Leo looked impatient. “You are in charge of Security and Transport at Sicilia. This is delicate. I don't want an outsider doing the job. I want the camera to link through here to my personal screen.”

Cameron was uncomfortable. “I have seen these things on adult viewing sites—but…”

“I'm not jacking off on my wife's pixellated tits if that's what you're worrying about. And we're not pimping her for twenty quid every seven minutes to a construction worker on an iPhone with his hand down his trousers. This is marital. This is divorce.”

“You are wanting to divorce your lady wife?”

“Why do you talk like that? Is it because you are Scottish? She's my wife, not my lady wife. I don't have a man wife.”

And then Leo thought of Xeno. And he thought it in a bubble of insight that he burst.
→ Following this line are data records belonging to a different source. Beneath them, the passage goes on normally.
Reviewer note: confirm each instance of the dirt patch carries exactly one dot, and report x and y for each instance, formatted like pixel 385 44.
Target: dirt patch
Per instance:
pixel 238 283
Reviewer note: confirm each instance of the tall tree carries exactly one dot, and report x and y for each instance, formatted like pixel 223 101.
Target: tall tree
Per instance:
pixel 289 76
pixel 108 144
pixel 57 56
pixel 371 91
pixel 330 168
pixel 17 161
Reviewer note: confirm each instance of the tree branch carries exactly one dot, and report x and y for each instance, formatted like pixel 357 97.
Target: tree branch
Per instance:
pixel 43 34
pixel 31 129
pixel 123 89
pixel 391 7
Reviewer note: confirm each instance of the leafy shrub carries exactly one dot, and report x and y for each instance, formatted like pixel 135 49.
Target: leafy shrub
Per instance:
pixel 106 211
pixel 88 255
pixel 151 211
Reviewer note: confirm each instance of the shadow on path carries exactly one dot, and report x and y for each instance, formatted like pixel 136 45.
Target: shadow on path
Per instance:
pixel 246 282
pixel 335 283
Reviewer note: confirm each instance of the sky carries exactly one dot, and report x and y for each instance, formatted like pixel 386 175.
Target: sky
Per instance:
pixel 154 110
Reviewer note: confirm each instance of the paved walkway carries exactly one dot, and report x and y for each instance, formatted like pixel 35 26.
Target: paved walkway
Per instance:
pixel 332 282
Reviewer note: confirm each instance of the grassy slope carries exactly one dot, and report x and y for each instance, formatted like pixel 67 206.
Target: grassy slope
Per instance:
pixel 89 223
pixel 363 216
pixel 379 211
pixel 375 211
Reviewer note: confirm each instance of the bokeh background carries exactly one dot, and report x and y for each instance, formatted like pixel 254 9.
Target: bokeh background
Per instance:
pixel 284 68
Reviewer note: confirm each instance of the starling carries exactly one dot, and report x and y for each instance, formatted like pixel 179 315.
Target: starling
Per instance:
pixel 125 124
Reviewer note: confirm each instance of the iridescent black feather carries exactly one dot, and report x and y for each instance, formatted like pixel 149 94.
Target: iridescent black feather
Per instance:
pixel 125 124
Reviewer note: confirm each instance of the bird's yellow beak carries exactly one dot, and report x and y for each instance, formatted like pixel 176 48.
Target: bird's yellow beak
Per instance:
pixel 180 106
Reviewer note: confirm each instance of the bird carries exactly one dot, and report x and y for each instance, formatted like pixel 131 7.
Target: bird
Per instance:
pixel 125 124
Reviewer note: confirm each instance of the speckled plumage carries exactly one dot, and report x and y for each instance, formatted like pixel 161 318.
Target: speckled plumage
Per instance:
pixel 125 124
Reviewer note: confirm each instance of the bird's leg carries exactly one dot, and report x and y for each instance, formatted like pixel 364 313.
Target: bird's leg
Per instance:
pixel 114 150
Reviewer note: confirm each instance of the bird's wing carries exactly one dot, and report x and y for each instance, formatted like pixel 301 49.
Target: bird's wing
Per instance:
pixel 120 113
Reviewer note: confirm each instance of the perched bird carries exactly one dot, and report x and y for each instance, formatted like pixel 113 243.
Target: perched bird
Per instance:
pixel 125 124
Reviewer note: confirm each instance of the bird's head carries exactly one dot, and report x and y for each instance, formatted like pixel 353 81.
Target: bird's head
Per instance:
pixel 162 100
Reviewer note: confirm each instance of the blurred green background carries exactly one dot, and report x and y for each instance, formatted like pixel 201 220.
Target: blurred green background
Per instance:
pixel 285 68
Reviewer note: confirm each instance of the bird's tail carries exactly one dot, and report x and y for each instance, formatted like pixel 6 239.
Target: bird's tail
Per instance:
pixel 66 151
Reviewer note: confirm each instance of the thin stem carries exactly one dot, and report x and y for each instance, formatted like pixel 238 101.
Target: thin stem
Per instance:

“The truth is, Cameron, that I think MiMi is having an affair. And I want to catch her at it. You know why they call it a webcam?”

“It is a camera linked to the web,” said Cameron slowly.

“It's a spider's web, Cameron, for catching insects. I can't sleep at night because my bed is crawling with insects.”

“Your wife is pregnant,” said Cameron.

“You think the sow can't squeal with pleasure because her belly's swinging with piglets?”

Cameron felt his face go hot. His polka-dot tie was hurting his throat.

“You are speaking of your wife and child.”

“My child? My bastard.” Leo snapped a pencil in half.

“Have you any material reason to believe that MiMi is having an affair?”

“You mean, have I seen her with anyone? No. Did the private dick who's been trailing her for two months find out anything I don't know already—where she goes, the man she sees, her emails, texts? No.”

“You said you hadn't seen her with anyone.”

“Anyone? No.”

“Then surely this is madness?”

“You calling me crazy, Cameron? You calling me crazy?”

Leo slammed the halves of the pencil onto the desk and came round to Cameron. Cameron squared his feet, relaxed his knees, locked his stomach muscles and stood quite still as Leo walked up to him. Cameron knew how to handle himself. And he knew about Leo's temper. Leo's face was so close that Cameron could see his pores. He was careful not to make eye contact.

Leo stepped back and swung his body to look out of the window.

“Amsterdam,” he said as the plane took off. Then, without turning round, he said, “She can see the man she's seeing every day of the week and no one thinks about it twice. Except me. I think about it sixty times a minute.”

“I can't follow you, Leo,” said Cameron.

“It's Xeno.”

There was a pause while Cameron took this in.